The Washington Post reports that 101 of the 707 banks receiving bailout monies cannot make their payments at last count. Thus, the number of "healthy banks" skipping their Troubled Asset Relief Program (TARP) dividend and interest payments continues to soar.
This graph is taken from Figure 1 of my updated version of my paper "TARP's Deadbeat Banks." That paper lists all 115 banks that have missed dividend and interest payments over the last six quarters.
The brilliant investors in the U.S. Treasury and the administration are starting to get nervous because their Congressional authorization to lavish taxpayer cash on whatever companies they please with TARP funds expires in a few months on October 3, 2010.

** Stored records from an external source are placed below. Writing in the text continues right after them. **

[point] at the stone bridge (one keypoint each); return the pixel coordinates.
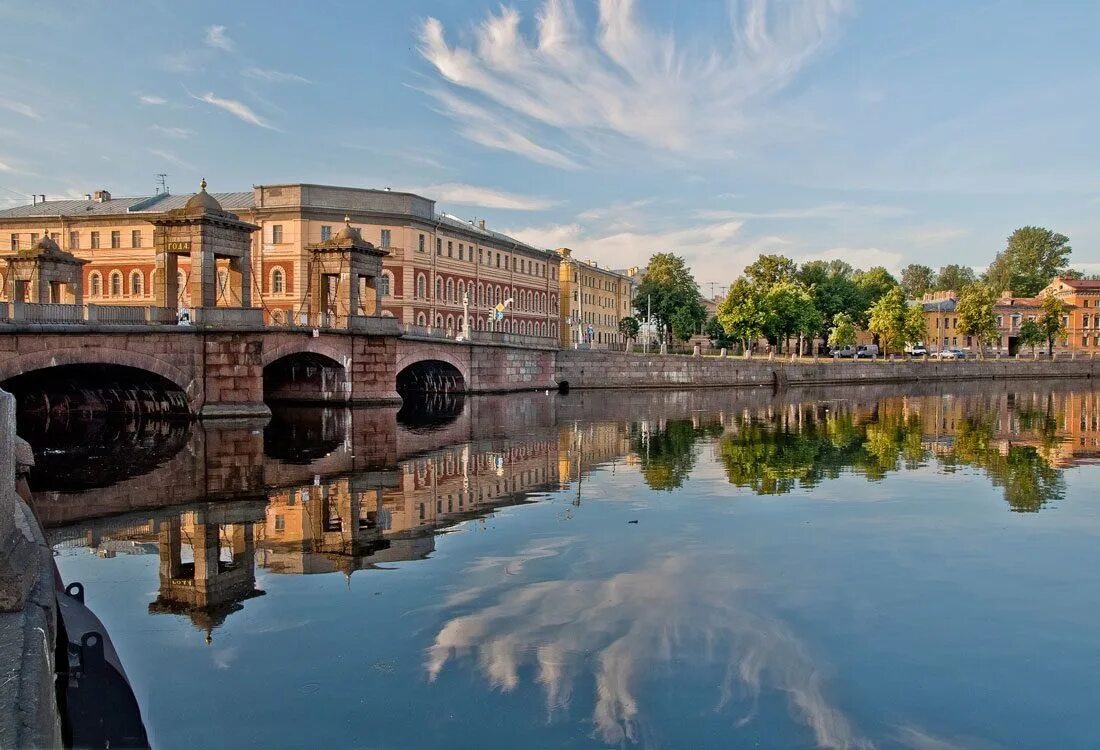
(231, 371)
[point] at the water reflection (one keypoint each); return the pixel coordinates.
(587, 618)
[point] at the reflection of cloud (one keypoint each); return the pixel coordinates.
(624, 626)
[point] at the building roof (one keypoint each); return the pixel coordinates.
(85, 207)
(1080, 283)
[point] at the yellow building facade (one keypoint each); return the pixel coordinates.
(593, 301)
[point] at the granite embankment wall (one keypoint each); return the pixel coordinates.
(29, 716)
(617, 370)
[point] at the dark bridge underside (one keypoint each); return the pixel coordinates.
(430, 376)
(91, 390)
(305, 377)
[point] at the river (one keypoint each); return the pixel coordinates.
(860, 567)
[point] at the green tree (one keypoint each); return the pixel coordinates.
(1031, 258)
(741, 312)
(887, 319)
(954, 277)
(668, 284)
(834, 290)
(976, 317)
(790, 310)
(629, 328)
(916, 279)
(843, 332)
(688, 320)
(872, 284)
(1051, 320)
(1031, 334)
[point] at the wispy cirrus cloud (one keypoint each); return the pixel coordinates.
(274, 76)
(472, 195)
(626, 78)
(238, 109)
(217, 37)
(20, 108)
(171, 158)
(173, 131)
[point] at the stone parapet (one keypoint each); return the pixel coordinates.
(29, 716)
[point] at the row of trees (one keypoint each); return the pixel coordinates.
(780, 300)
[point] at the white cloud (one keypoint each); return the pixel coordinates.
(171, 158)
(616, 632)
(216, 37)
(238, 109)
(20, 108)
(493, 131)
(472, 195)
(173, 132)
(628, 79)
(824, 211)
(274, 76)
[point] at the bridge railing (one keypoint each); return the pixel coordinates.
(45, 312)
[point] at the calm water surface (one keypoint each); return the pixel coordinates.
(868, 567)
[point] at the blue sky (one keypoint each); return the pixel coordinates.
(878, 132)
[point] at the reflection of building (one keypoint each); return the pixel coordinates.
(593, 300)
(221, 571)
(432, 258)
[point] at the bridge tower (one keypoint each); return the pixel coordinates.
(343, 278)
(207, 233)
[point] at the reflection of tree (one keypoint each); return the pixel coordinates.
(668, 451)
(774, 454)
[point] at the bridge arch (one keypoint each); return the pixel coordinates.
(14, 366)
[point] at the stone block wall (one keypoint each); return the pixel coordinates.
(617, 370)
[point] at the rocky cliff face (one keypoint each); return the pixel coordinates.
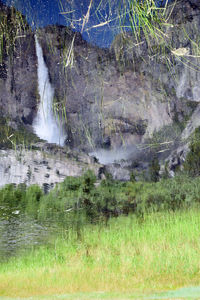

The solution is to get a new $30 billion slush fund, which will be voted on Wednesday, June 16, 2010. This plan will let U.S. Treasury Secretary Tim Geithner buy preferred stock with dividends as low as 1 percent per annum from to banks with less than $10 billion in assets. The Small Business Lending Fund (SBLF) or H.R. 5297, according to my estimates will lose between 22 percent to 37 percent of the taxpayer monies poured into these banks. This TARP Jr. legislation would be more aptly called the Small Bank Loss Fund (SBLF). The dividend skipping rates on the TARP preferred stock indicate that these investments would be speculative grade or junk issues.
Yet, Congressional leaders and the Congressional Budget Office believe it will pay for itself despite its paltry dividend rate. Almost more troubling than the direct costs is the administration’s embrace of further state ownership of the banking sector. These government investments distort competition and capital markets, reducing the efficiency of the banking sector. Encourage your member of Congress and ask him or her to vote against H.R. 5297. Hopefully, the House or the Senate will end the administration’s bailout addiction.
Disclosure: I own broad based index funds. I do not own individual securities issued by the companies mentioned.